Research Article: Risk factors for delayed antiretroviral therapy initiation among HIV-seropositive patients

Date Published: July 10, 2017

Publisher: Public Library of Science

Author(s): Terra V. Fatukasi, Stephen R. Cole, Richard D. Moore, William C. Mathews, Jessie K. Edwards, Joseph J. Eron, Dimitrios Paraskevis.

http://doi.org/10.1371/journal.pone.0180843

Abstract

Prompt initiation of combination antiretroviral therapy (ART) is important to reduce comorbidity and mortality among people living with HIV, especially for those with a low CD4 cell count. However there is evidence that not everyone receives prompt initiation of ART after enrolling into HIV care. The current study investigated factors associated with failure to initiate ART within two years of entering into care among those with a CD4 count at or below 350 cells/mm3. The sample included 4,907 ART-naive patients with a CD4 count at or below 350 cells/mm3 enrolled between January 1, 2003 and December 31, 2012 at any of eight clinical sites in the Center for AIDS Research Network of Integrated Clinical Systems (CNICS). The two-year risk of delayed ART initiation was estimated using a log-binomial regression model with stabilized inverse probability of censoring weights for those lost to follow-up. Adjusting for other factors, an earlier enrollment date was the sole demographic characteristic associated with an increased risk of delayed ART initiation. Higher CD4 count, lower viral load, and a prevalent AIDS diagnosis were clinical characteristics associated with delayed ART initiation. Gender, age, race/ethnicity and HIV risk factors such as reported male-to-male sexual contact and injection drug use were not associated with delayed ART initiation. This study identified characteristics of patients for whom treatment was strongly to moderately recommended but who did not initiate ART within two years of entering care.
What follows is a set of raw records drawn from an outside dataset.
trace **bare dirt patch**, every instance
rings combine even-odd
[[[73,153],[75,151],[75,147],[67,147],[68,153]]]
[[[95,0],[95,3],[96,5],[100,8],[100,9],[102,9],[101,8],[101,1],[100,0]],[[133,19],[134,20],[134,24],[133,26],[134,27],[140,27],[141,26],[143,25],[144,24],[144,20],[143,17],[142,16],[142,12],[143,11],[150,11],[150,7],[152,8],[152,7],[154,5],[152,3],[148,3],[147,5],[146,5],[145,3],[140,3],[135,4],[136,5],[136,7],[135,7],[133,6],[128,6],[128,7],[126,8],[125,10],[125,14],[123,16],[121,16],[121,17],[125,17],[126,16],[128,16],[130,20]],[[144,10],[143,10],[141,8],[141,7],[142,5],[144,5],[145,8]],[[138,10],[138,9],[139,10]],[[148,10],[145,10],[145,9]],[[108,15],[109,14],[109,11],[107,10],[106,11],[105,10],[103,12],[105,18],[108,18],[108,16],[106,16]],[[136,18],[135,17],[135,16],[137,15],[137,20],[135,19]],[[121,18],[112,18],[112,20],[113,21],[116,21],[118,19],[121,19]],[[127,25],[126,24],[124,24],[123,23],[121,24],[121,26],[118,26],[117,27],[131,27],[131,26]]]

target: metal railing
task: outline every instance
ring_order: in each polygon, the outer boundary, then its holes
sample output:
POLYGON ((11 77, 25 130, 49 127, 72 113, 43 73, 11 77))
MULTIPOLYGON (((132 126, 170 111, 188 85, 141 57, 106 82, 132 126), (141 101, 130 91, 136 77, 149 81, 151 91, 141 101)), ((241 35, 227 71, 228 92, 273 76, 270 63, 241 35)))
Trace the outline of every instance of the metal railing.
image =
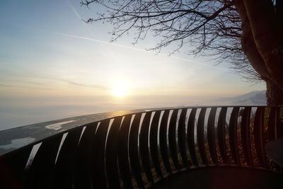
POLYGON ((3 154, 1 188, 144 188, 199 166, 274 170, 265 145, 283 137, 282 109, 178 108, 91 122, 3 154))

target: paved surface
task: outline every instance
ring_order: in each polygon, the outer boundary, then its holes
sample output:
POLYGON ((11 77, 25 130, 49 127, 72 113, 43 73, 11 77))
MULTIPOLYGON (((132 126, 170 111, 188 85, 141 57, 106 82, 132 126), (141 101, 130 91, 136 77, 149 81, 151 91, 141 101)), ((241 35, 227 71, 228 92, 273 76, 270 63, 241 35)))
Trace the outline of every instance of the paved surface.
POLYGON ((279 189, 283 188, 283 173, 231 166, 199 168, 173 175, 150 188, 279 189))

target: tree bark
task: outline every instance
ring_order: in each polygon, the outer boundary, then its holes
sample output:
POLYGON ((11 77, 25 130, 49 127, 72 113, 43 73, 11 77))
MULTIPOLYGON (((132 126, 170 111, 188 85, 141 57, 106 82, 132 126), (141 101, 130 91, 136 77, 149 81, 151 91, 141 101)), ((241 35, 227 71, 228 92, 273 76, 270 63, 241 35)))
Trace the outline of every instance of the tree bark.
POLYGON ((269 0, 236 0, 242 21, 242 50, 267 84, 267 105, 283 105, 283 27, 280 4, 269 0))

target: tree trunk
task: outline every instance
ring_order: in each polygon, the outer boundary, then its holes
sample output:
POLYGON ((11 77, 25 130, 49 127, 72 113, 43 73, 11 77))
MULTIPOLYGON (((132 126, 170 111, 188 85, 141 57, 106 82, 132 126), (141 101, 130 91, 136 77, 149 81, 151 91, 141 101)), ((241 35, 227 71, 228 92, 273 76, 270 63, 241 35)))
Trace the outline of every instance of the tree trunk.
POLYGON ((236 0, 242 21, 242 50, 266 81, 267 105, 283 105, 283 18, 271 1, 236 0))
POLYGON ((268 106, 283 105, 283 91, 272 81, 266 80, 266 99, 268 106))

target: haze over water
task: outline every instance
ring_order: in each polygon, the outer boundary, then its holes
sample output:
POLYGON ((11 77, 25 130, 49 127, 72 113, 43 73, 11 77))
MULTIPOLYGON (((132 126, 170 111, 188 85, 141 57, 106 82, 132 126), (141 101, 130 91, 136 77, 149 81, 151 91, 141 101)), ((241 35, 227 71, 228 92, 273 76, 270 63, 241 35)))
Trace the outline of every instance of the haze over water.
POLYGON ((225 63, 183 52, 146 52, 129 34, 110 43, 111 25, 86 24, 101 7, 78 0, 0 1, 0 130, 118 110, 214 104, 261 91, 225 63))

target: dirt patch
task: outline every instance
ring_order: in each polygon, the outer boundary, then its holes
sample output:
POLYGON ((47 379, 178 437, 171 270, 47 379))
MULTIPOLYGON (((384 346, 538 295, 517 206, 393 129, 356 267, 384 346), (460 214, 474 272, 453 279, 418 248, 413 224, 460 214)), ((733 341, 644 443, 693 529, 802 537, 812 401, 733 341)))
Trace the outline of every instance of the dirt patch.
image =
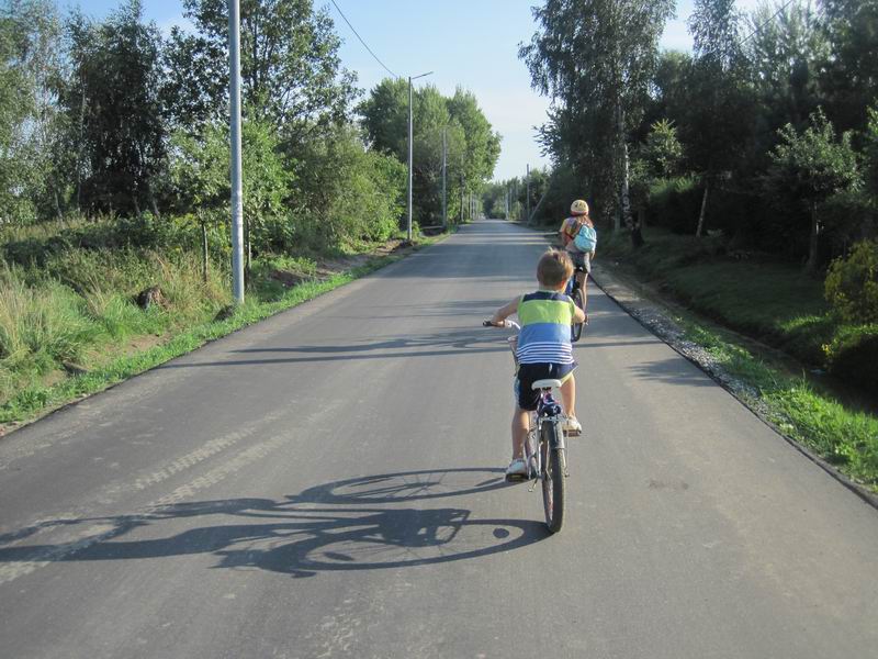
POLYGON ((284 288, 293 288, 294 286, 299 286, 303 281, 307 281, 309 279, 304 275, 290 272, 289 270, 274 270, 271 272, 271 275, 269 275, 269 277, 274 281, 279 281, 284 288))
POLYGON ((352 254, 338 258, 320 258, 317 259, 316 275, 318 279, 329 279, 340 272, 359 268, 376 256, 391 256, 392 254, 403 252, 409 247, 413 247, 410 241, 394 238, 363 254, 352 254))

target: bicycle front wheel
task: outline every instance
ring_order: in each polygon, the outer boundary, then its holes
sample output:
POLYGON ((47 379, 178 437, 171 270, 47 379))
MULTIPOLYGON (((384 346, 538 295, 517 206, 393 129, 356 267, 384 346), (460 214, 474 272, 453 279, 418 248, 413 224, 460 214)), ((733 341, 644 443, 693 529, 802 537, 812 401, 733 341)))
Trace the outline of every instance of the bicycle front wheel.
POLYGON ((544 423, 540 437, 542 458, 542 507, 545 525, 558 533, 564 525, 564 443, 561 422, 544 423))
MULTIPOLYGON (((573 298, 573 303, 576 306, 578 306, 579 309, 582 309, 583 311, 585 311, 585 293, 583 293, 583 289, 582 289, 581 286, 577 284, 577 286, 575 286, 573 288, 572 298, 573 298)), ((584 326, 583 323, 574 323, 573 324, 573 330, 571 332, 571 338, 573 339, 574 343, 576 343, 577 340, 579 340, 582 338, 582 336, 583 336, 583 326, 584 326)))

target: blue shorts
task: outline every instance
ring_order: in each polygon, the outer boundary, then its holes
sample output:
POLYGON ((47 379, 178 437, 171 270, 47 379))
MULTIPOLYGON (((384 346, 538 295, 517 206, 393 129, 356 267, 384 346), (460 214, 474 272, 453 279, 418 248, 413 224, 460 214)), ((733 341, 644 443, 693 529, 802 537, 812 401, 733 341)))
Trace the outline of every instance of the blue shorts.
POLYGON ((522 364, 518 367, 515 380, 515 398, 521 410, 532 412, 540 402, 540 391, 533 390, 537 380, 561 380, 562 382, 573 375, 576 368, 573 364, 522 364))

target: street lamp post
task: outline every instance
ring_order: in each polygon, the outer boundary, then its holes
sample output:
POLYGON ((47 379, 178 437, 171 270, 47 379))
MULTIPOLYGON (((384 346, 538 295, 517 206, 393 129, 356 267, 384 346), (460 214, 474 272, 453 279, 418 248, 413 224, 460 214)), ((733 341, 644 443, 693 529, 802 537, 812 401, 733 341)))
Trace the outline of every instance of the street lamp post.
POLYGON ((419 76, 408 76, 408 241, 412 241, 412 80, 424 78, 432 71, 419 76))
POLYGON ((244 302, 244 193, 240 155, 240 5, 228 0, 229 129, 232 133, 232 293, 244 302))
POLYGON ((442 129, 442 228, 448 227, 448 201, 446 199, 446 174, 448 171, 448 135, 442 129))

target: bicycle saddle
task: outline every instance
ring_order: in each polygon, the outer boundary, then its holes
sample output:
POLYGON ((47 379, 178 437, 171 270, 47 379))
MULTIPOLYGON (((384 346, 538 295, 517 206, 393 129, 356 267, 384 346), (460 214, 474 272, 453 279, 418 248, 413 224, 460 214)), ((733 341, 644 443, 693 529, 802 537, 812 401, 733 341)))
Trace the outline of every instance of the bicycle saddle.
POLYGON ((561 389, 561 380, 537 380, 530 386, 531 389, 561 389))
Despite the known benefits of early antiretroviral therapy initiation, a lower viral load measurement may continue to be an important clinical characteristic in the more recent era with current ART initiation guidelines. These findings provide a target for closer monitoring and intervention to reduce disparities in HIV care.

Partial Text

Despite the introduction of effective combination antiretroviral therapy (ART) for HIV in 1996 [1], HIV continues to be a global health crisis. For example, in 2014, the United States Centers for Disease Control and Prevention (CDC) estimated 1.2 million US persons living with HIV and 12,333 AIDS-related deaths [2]. The use of ART has led to an increase in life expectancy among HIV-seropositive individuals through a reduction in HIV-associated comorbidity, as well as non-HIV and non-AIDS comorbidities [3–6]. The difference in life expectancy between HIV-seropositive and HIV-seronegative individuals is shrinking, though specific populations still exhibit notable differences [3, 6]. For example, among HIV-seropositive patients on ART, those with a history of injection drug use, a lower baseline CD4 count, and who are non-white have lower life expectancies relative to other groups [3, 6]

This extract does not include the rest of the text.